Wednesday, January 9, 2019

big change

High pressure settled in during the rest of the week, keeping temperatures cold in Salt Lake Valley and warmer up in the mountains, with no new snow.  The next weather system was due to move into the area Saturday night which meant that skiing on Saturday was way different than skiing on Tuesday: it was at least twenty degrees warmer and the increasing clouds meant flat light.  It wasn't very crowded and we took five runs on Collins to start, only having to share chairs with strangers a couple of times. 

The snow was firm but not frozen on the groomers; off-piste was weird in that it wasn't hard but it felt tough, scoured by the winds into shapes that, were it to warm up and freeze over, would be awful to ski on.  As it was, the best snow of the day was found on the bottom third of Extrovert, with soft-ish and smallish bumps.  We got there by skiing the top of Rollercoaster, crossing through the trees of Amen and climbing out of the gully under the lift towers.  While skiing the Sugarloaf chair, we also did a Razorback/Cabin Run combination and found rocks surfacing on Razorback that had been successfully covered just days before.

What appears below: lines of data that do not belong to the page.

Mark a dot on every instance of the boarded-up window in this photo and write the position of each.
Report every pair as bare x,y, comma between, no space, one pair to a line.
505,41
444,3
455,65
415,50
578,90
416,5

Supreme had very little lift line for most of the day so we spent some time there.  East Castle was open - somewhat surprisingly, because the coverage looked a little thin from where we were standing - and while we didn't do the hike up in there ourselves, we did go into the trees beneath it three times, twice from the high gate at the end of the cat track from the top of Supreme and once from the low gate at the end of Rock N Roll.  The ungroomed snow was pretty heavy and it was safer to follow previous skiers' tracks to avoid wrenching a knee.

Supreme chair selfie

We finished up with a couple of runs back on Collins.  Since the base temperature was around 40 F (!!), I had hoped the snow would have softened.  It hadn't, or not as much as I had imagined, and the light was really, really flat, so we wrapped things up and caught the 2:30 p.m. bus home.